MIT’s BiDi screen enables gestural control of on-screen objects

Most of current touch screen displays uses capacitive sensing, where the proximity of a finger disrupts the electrical connection between sensors in the screen. A competing approach, which uses embedded optical sensors to track the movement of the user’s fingers, is just now coming to market. The researchers at MIT’s Media Lab went a step further by using such sensors in order to turn displays into giant lensless cameras. Matthew Hirsch, a PhD candidate at the Media Lab who, along with Media Lab professors Ramesh Raskar and Henry Holtzman and visiting researcher Douglas Lanman, developed the new BiDi Screen – a thin, depth-sensing LCD for 3D interaction which uses light fields.

Some experimental systems (such as Microsoft’s Natal) use small cameras embedded in a display to capture information about gestures. But because the cameras are offset from the center of the screen, they don’t work well at short distances, thus they can’t provide a seamless transition needed in close range screen interactions. Cameras set far enough behind the screen can provide that transition, as they do in Microsoft’s SecondLight, but they add to the display’s thickness and require costly hardware to render the screen alternately transparent and opaque.
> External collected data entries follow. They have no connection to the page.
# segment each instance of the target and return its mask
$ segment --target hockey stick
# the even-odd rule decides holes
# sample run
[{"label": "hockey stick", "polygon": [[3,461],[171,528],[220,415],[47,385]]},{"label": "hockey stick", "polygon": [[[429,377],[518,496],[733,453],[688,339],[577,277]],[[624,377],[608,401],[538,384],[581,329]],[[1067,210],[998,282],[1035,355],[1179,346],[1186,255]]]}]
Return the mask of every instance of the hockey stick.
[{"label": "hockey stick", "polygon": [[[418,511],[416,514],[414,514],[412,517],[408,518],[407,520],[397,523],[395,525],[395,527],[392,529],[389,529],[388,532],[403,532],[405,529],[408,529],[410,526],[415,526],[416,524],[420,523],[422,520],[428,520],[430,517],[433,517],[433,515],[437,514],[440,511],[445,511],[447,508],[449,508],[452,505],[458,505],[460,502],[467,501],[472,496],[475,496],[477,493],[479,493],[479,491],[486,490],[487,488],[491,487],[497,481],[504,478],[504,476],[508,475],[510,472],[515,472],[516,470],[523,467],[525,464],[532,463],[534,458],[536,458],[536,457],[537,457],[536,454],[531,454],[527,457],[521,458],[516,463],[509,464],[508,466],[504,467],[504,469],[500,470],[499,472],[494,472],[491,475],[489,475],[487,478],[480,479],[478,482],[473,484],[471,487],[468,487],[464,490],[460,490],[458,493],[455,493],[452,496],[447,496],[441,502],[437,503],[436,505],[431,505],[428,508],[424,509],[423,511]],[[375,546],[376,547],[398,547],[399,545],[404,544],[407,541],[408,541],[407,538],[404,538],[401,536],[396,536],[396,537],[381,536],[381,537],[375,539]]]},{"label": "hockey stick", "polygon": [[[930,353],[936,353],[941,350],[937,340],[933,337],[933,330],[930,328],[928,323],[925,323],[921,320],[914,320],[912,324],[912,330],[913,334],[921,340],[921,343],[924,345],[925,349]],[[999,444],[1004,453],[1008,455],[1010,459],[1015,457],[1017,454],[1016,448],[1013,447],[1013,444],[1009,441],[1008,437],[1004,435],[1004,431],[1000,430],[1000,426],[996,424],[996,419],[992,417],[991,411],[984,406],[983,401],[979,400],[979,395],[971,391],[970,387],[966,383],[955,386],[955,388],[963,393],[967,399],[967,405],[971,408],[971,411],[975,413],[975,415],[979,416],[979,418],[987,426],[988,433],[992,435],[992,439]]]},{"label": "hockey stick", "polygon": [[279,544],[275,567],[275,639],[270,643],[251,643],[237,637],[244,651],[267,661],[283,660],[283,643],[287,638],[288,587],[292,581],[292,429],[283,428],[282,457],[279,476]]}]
“The goal with this is to be able to incorporate the gestural display into a thin LCD device” — like a cell phone — “and to be able to do it without wearing gloves or anything like that,” Hirsch says.

The simplest way to explain how the system works, Lanman says, is to imagine that, instead of an LCD, an array of pinholes is placed in front of the sensors. Light passing through each pinhole will strike a small block of sensors, producing a low-resolution image. Since each pinhole image is taken from a slightly different position, all the images together provide a good deal of depth information about whatever lies before the screen. An array of liquid crystals could simulate a sheet of pinholes simply by displaying a pattern in which, say, the central pixel in each 19-by-19 block of pixels is white (transparent) while all the others are black.

The problem with pinholes, Lanman explains, is that they allow very little light to reach the sensors, so they require exposure times that are too long to be practical. So the LCD instead displays a pattern in which each 19-by-19 block is subdivided into a regular pattern of black-and-white rectangles of different sizes. Since there are as many white squares as black, the blocks pass much more light.

The 19-by-19 blocks are all adjacent to each other, however, so the images they pass to the sensors overlap in a confusing jumble. But the pattern of black-and-white squares allows the system to computationally disentangle the images, capturing the same depth information that a pinhole array would, but capturing it much more quickly.

The BiDi screen has several benefits over related techniques for imaging the space in front of a display. Chief among them is the ability to capture multiple orthographic images, with a potentially thin device, without blocking the backlight or portions of the display. Besides enabling lighting direction and depth measurements, these multi-view images support the creation of a true mirror, where the subject gazes into her own eyes, or a videoconferencing application in which the participants have direct eye contact, however, the limited resolution of the prototype does not produce imagery competitive with consumer webcams.

The BiDi screen requires separating the light-modulating and light-sensing layers, complicating the display design. In our prototype an additional 2.5 cm was added to the display thickness to allow the placement of the diffuser. In the future a large-format sensor could be accommodated within this distance, however the current prototype uses a pair of cameras placed about 1 m behind the diffuser – significantly increasing the device dimensions. Also, as the LCD is switched between display and capture modes, the proposed design will reduce the native frame rate. Image flicker will result unless the display frame rate remains above the flicker fusion threshold. Lastly, the BiDi screen requires external illumination, either from the room or a light-emitting widget, in order for its capture mode to function. Such external illumination reduces the displayed image contrast. This effect may be mitigated by applying an anti-reflective coating to the surface of the screen.

The Media Lab system requires an array of liquid crystals, as in an ordinary LCD display, with an array of optical sensors right behind it. The liquid crystals serve, in a sense, as a lens, displaying a black-and-white pattern that lets light through to the sensors. But that pattern alternates so rapidly with whatever the LCD is otherwise displaying that the viewer never notices it.

LCDs with built-in optical sensors are so new that the Media Lab researchers haven’t been able to procure any yet, but they mocked up a display in the lab to test their approach. Like some existing touch screen systems, the mockup uses a camera some distance from the screen to record the images that pass through the blocks of black-and-white squares. In experiments in the lab, the researchers showed that they could manipulate on-screen objects using hand gestures and move seamlessly between gestural control and ordinary touch screen interactions.